Margaret McDermott and other original DCCCD board members
Margaret McDermott (left) joins R.L. Thornton II (center) and founding Chancellor Bill J. Priest at an early meeting of the DCCCD Board of Trustees.

In a 1970 DCJCD edition of “Outlook,” McDermott recalled the board’s early days.

“After their election in the spring of 1965, the Dallas County Junior College trustees faced problems that even the hardest-pressed college boards would seek to avoid,” she wrote. “Several members had never met, much less worked together. They had no dedicated chancellor, creative staff and faculty, constructive program, an inch of land or a student.”

McDermott continued, “However, from the first meeting, there was one unifying determination — that the Dallas County Junior College system stress excellence and endeavor to be outstanding in the nation. The hiring of Chancellor Bill J. Priest, his selection of first-rate associates and faculty, acquisition of valuable property, and the opening of El Centro with its fine student body brought the planned impact.”

McDermott, a former journalist who wrote for the Dallas Times Herald and the Dallas Morning News, was an alumna of the University of Texas.

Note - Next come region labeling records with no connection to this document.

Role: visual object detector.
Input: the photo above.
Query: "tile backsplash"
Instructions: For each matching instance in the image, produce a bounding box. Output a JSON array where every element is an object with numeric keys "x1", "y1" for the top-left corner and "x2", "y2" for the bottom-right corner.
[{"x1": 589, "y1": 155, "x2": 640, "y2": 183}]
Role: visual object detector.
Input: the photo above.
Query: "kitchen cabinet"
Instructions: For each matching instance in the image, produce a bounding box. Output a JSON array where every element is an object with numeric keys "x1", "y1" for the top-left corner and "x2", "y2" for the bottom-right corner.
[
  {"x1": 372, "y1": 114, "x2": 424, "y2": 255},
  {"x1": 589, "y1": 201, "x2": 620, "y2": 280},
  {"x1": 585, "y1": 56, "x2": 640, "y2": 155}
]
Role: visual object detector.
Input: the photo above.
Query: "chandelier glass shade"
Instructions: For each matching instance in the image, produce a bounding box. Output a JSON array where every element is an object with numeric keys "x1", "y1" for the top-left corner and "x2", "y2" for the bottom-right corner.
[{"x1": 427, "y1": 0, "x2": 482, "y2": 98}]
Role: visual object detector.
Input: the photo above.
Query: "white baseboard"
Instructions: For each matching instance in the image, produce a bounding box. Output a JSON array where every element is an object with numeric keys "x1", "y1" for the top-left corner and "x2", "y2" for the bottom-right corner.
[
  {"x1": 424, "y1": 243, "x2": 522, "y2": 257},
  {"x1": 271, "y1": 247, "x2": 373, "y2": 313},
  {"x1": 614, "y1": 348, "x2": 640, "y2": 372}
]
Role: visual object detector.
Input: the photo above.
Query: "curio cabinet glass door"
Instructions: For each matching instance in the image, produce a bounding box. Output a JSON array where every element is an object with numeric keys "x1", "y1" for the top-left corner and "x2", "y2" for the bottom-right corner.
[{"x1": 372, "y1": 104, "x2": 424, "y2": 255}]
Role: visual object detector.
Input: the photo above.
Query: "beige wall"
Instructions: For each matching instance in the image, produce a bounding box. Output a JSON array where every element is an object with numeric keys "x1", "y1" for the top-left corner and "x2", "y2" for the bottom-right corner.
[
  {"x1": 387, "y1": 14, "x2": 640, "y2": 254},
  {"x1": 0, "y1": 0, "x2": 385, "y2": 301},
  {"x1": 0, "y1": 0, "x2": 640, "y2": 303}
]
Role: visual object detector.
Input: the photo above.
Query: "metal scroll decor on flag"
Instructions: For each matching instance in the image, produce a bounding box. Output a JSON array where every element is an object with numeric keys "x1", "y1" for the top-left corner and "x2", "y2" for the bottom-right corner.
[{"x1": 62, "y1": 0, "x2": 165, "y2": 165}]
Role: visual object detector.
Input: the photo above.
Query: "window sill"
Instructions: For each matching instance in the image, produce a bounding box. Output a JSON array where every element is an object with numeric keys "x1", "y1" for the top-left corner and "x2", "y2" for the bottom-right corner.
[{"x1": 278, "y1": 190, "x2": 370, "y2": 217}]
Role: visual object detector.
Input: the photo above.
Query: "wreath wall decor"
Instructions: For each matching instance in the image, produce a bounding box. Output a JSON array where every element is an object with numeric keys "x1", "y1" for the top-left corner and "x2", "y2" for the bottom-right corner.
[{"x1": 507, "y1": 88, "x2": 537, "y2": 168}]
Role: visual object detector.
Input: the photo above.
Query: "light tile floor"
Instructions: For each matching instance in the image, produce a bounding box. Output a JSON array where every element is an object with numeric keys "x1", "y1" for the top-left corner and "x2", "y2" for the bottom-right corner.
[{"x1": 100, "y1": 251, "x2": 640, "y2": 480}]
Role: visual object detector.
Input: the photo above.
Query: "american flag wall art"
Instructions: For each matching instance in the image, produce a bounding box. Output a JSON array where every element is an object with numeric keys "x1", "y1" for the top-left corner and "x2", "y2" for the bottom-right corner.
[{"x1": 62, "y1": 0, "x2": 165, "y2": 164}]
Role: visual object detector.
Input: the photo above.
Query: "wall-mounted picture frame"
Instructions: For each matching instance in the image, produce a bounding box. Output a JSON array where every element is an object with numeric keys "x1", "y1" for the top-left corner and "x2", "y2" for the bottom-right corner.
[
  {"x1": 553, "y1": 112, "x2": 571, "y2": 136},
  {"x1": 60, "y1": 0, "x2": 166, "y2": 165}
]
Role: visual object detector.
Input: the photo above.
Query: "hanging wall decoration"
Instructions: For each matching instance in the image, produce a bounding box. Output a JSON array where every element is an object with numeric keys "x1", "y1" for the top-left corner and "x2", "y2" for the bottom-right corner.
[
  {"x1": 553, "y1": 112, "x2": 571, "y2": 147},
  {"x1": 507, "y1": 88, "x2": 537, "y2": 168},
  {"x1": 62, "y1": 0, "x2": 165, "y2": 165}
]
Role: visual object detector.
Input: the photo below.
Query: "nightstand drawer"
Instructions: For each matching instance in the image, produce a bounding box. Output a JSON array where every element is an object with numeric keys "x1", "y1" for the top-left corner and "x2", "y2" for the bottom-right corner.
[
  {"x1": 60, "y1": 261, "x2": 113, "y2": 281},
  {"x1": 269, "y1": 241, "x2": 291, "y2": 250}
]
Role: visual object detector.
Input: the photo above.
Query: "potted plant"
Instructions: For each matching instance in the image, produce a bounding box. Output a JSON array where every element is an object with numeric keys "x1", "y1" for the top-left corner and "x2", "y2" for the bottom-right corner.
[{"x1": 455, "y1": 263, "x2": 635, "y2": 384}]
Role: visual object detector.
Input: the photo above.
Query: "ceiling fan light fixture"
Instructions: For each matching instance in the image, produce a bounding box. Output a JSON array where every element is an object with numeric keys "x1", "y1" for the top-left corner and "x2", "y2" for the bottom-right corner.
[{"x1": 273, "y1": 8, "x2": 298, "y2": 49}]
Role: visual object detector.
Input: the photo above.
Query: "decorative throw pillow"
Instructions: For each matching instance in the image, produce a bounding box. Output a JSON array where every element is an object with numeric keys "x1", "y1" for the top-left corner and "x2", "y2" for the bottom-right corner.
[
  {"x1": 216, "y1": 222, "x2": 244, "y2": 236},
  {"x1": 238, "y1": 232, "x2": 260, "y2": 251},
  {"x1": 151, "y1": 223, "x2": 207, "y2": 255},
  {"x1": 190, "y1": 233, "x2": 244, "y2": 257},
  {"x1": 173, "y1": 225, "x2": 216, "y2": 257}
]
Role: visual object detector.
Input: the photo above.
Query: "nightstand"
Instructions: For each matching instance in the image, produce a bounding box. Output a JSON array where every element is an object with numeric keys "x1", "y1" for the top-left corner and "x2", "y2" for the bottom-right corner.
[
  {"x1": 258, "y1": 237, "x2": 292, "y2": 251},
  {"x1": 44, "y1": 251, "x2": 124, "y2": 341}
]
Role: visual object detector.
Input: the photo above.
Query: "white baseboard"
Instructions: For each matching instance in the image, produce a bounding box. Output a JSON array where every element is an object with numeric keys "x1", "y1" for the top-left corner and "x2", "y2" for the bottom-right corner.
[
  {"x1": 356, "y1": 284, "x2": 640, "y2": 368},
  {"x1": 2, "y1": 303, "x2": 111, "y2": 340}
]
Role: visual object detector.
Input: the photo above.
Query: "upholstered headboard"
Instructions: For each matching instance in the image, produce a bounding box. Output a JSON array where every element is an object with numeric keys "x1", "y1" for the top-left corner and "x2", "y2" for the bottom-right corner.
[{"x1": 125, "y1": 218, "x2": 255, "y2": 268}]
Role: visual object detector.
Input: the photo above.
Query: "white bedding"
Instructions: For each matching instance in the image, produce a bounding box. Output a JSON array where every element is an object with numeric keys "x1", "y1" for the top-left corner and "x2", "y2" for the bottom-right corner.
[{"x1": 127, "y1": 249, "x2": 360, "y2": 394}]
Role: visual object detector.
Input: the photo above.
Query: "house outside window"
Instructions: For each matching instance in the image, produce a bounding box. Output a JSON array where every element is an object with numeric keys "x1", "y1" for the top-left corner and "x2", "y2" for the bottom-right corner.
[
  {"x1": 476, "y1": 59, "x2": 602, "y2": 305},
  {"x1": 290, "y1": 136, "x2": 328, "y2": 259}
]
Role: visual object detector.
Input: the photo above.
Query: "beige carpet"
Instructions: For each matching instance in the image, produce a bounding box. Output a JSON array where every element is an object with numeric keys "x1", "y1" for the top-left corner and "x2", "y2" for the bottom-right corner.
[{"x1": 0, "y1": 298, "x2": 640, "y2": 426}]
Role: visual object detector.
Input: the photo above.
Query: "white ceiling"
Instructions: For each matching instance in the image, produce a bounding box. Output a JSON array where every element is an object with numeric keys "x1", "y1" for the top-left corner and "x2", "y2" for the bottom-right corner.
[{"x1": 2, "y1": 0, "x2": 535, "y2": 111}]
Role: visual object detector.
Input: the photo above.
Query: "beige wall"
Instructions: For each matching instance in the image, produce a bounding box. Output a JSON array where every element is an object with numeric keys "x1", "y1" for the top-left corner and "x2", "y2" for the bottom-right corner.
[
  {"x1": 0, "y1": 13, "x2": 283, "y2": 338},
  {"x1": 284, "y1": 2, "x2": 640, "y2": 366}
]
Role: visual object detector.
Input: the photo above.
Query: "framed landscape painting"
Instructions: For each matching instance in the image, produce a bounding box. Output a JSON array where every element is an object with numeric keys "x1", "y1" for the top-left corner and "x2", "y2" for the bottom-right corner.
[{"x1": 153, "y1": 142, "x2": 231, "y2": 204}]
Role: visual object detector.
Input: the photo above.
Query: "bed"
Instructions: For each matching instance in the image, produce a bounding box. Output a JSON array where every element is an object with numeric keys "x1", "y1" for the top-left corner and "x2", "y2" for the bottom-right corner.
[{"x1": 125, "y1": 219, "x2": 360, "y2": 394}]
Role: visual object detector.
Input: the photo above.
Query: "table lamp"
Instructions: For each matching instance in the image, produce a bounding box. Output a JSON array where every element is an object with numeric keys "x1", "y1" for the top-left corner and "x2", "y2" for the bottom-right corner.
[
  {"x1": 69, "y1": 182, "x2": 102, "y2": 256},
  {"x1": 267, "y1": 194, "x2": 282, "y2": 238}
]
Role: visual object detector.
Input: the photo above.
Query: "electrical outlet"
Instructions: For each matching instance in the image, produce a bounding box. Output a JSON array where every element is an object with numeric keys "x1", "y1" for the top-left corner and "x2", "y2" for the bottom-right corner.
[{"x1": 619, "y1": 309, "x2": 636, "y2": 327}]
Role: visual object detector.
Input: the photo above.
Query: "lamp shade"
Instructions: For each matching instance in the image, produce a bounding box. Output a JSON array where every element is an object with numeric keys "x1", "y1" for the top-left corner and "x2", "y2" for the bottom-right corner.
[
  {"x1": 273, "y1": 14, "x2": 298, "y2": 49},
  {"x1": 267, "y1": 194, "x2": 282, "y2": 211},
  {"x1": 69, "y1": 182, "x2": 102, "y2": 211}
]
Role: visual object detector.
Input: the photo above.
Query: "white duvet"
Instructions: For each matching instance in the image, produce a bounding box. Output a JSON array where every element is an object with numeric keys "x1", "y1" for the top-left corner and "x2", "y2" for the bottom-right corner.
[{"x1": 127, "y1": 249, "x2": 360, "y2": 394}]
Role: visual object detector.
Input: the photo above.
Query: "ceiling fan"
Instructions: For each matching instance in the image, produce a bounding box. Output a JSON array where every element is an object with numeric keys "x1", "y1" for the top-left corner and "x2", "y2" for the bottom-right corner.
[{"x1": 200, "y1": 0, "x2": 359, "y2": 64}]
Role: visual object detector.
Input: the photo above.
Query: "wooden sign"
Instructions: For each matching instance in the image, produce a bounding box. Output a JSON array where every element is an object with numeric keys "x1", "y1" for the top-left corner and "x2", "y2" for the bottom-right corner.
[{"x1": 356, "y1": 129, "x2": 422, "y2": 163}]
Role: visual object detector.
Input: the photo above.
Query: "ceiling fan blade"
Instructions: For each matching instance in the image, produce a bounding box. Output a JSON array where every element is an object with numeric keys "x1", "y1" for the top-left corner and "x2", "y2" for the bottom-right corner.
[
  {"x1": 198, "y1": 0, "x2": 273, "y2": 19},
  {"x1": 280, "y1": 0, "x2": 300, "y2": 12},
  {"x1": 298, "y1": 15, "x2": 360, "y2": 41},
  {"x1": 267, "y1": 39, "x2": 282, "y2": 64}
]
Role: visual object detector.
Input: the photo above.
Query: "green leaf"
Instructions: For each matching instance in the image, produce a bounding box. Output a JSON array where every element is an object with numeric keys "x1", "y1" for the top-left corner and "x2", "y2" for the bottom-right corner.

She served as a society editor and, again, was breaking the glass ceiling in that field many decades ago.

Married to Eugene McDermott, she and her husband — who co-founded Geophysical Service Inc. and its offspring, Texas Instruments — established a foundation that has provided millions of dollars to civic, cultural and educational organizations. Some of those civic organizations included the Dallas Public Library, Dallas Symphony Orchestra, the Dallas Opera and the Dallas Arboretum, according to the Dallas Morning News.

Other recipients included the University of Texas at Dallas, the University of Texas Southwestern Medical Center and St. Mark’s School of Texas, among many other institutions.

McDermott also served on other foundations and boards of directors in the business sector, arts and theater, and she received numerous arts, education and civic awards, all recognizing her service and philanthropic practices.